As mentioned above, a child can receive gifts or inheritances up to €225,000 tax free. In this example, agricultural relief reduced the value to just €150,000 which is below that €225,000 limit, and therefore, no gift tax (CAT) is payable.
Up to now, agricultural relief applied where:
n A transfer consisted of “agricultural property”, which is defined specifically within the legislation.
n The beneficiary, having received the agricultural property gift or inheritance , had mote than 80% of their assets in agricultural property.
n And the beneficiary retained ownership of the property for six years (10 years in the case of development land).
In the example cited above, so long as the child had less than €375,000 in non-agricultural property at the point of receiving the farm, then they would have had more than 80% of their assets in agricultural assets, and would qualify for agricultural relief.
The budget has introduced new changes to come into effect from January 1, 2015, adding a further condition for agricultural relief.
From January 1, 2015, and subject to other conditions, Agricultural Relief will be available only in respect of agricultural property gifted to or inherited by an individual who either subsequently uses the property for agricultural purposes for a period of not less than six years, or who leases out the agricultural property for not less than six years for agricultural use.

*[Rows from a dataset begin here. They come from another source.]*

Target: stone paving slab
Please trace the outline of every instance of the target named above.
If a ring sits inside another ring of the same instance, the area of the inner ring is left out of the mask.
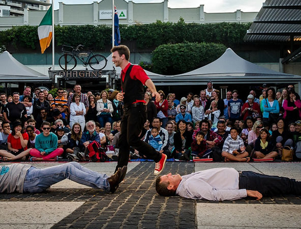
[[[198,203],[196,207],[198,228],[297,228],[301,225],[301,205]]]

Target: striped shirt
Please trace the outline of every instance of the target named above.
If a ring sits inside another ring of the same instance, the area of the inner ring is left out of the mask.
[[[223,146],[223,151],[225,151],[229,154],[233,154],[233,151],[238,149],[240,147],[244,146],[244,141],[239,137],[237,136],[236,140],[232,138],[230,135],[228,136]]]

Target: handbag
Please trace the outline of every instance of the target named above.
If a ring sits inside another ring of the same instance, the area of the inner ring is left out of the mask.
[[[293,150],[290,147],[286,146],[282,149],[282,158],[281,160],[286,162],[291,162],[293,160]]]

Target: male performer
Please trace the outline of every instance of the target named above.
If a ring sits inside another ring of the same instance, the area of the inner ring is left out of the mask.
[[[117,94],[116,98],[119,101],[123,100],[124,103],[116,170],[128,164],[130,146],[132,146],[155,161],[156,163],[154,173],[158,175],[163,169],[167,157],[140,140],[138,136],[146,121],[143,85],[150,89],[153,96],[155,96],[158,101],[160,100],[160,95],[144,70],[140,66],[132,65],[129,62],[130,50],[127,46],[115,46],[111,50],[111,52],[112,53],[112,61],[116,66],[122,69],[120,75],[122,92]]]
[[[0,193],[37,193],[65,179],[94,188],[114,193],[127,173],[119,168],[110,177],[90,170],[75,162],[45,169],[31,165],[14,164],[0,166]]]
[[[156,189],[162,196],[177,195],[189,199],[219,201],[249,196],[259,200],[262,196],[301,195],[301,182],[252,171],[238,172],[232,168],[219,168],[183,176],[171,173],[159,176]]]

Importantly, if the successor chooses to farm the land themselves, the legislation contains a requirement that the farmer must be an active farmer, spending not less than 50% of normal working time farming land, and their farming activities must be on a commercial basis, with a view to realising profits.

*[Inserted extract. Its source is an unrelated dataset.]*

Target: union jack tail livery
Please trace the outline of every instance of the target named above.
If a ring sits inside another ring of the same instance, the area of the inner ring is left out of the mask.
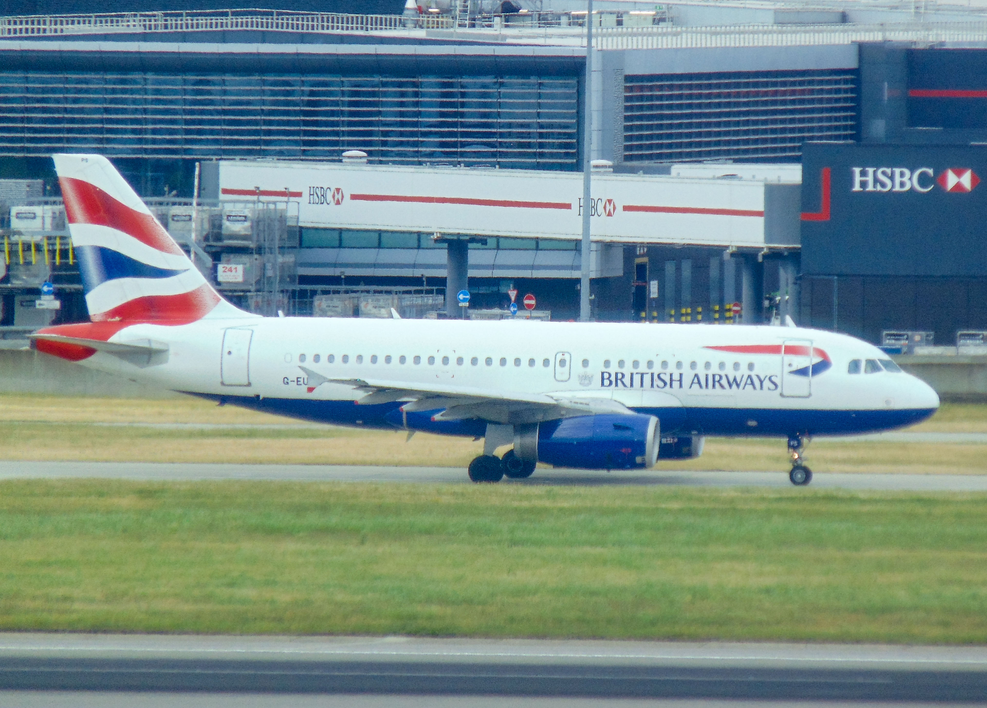
[[[94,322],[185,324],[241,313],[226,303],[102,155],[55,155]]]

On one level, these new rules are welcome, in that the amendments will prevent abuse of reliefs which were directly or indirectly encouraging land ownership by non-farmers. However, the new rules will pose problems where property is being transferred to a child, and that child will be farming the property, but does not satisfy the active farmer criteria.
This can be the case where a child has off-farm employment or, for example, where the child has either established or intends to establish a farming company, within the six-year period.
Where taking the leasing option, the new rules also insist that the lease is to an individual, which will have implications for those who have established farming companies.
On the ground, it is not unusual for retiring farmers to retain a small amount of land, together with the farmhouse, with the intention of transferring this land at a future date or on their passing. The new rules are particularly relevant in these cases.
From a succession planning point of view, there is an opportunity to transfer property under the old rules until January 1, 2015, but this should be given careful consideration, to ensure the tax implications of the transfer are fully understood.
No changes were made in this year’s budget to the second main relief, “business relief”, which provides an alternative, tax-efficient option, in limited circumstances.
Forthcoming changes to stamp duty, which increase stamp duty from 1% to 2% in some circumstances after January 1, 2015, could be considered an added incentive to more early. The above information deals mainly with the potential impact arising from proposed changes issued in this years’ Finance Bill. It is important to fully consider all tax implications, when considering succession planning.